For almost 50 years, from 1966 to 2014, the Rev. Paul McDaniel — who died Sunday at the age of 91— was pastor of Chattanooga's growing and influential Second Missionary Baptist Church.
That was a lot, plenty for most. But not for the South Carolina native, who came to Chattanooga several years after lunch counters had been integrated and Jim Crow laws had largely been struck down.
There was more to do in the field of civil rights for Black Chattanoogans, and McDaniel would be a part of much of it.
Among other things, he helped found the Unity Group, which helped engineer the election of John P. Franklin as the first Black city commissioner, he served as the first Black president of the Clergy Association of Greater Chattanooga, and he was the plaintiff in a suit that went to the United States Supreme Court that allowed clergy members to be elected to office.
In 1978, with the Supreme Court victory behind him, he sought a seat on the Hamilton County Commission and served five terms, including five stints as chairman and four as vice chairman.

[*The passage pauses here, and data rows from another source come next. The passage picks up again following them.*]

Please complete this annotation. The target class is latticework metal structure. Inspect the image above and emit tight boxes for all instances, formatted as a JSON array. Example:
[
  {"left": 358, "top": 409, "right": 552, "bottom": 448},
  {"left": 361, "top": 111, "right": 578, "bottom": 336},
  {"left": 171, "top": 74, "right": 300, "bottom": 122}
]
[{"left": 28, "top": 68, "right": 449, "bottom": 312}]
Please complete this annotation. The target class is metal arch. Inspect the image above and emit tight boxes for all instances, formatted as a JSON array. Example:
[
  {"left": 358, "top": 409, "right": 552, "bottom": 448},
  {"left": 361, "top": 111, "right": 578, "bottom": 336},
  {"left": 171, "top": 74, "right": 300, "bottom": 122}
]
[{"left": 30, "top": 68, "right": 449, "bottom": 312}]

McDaniel also helped establish the Clergy Koinonia Federal Credit Union, chaired the Westside Community Development Corporation, served on the state Human Rights Commission and was honored by that organization with its Jocelyn D. Wurzburg Civil Rights Legacy Award.
Courtly, frank and kind, he once said his goal only was to speak for people who couldn't speak for themselves.
"I wanted to let the people know someone would speak for them," he said in 2006. "I did it unashamedly and without excuse."
The city will miss his direct yet collegial leadership.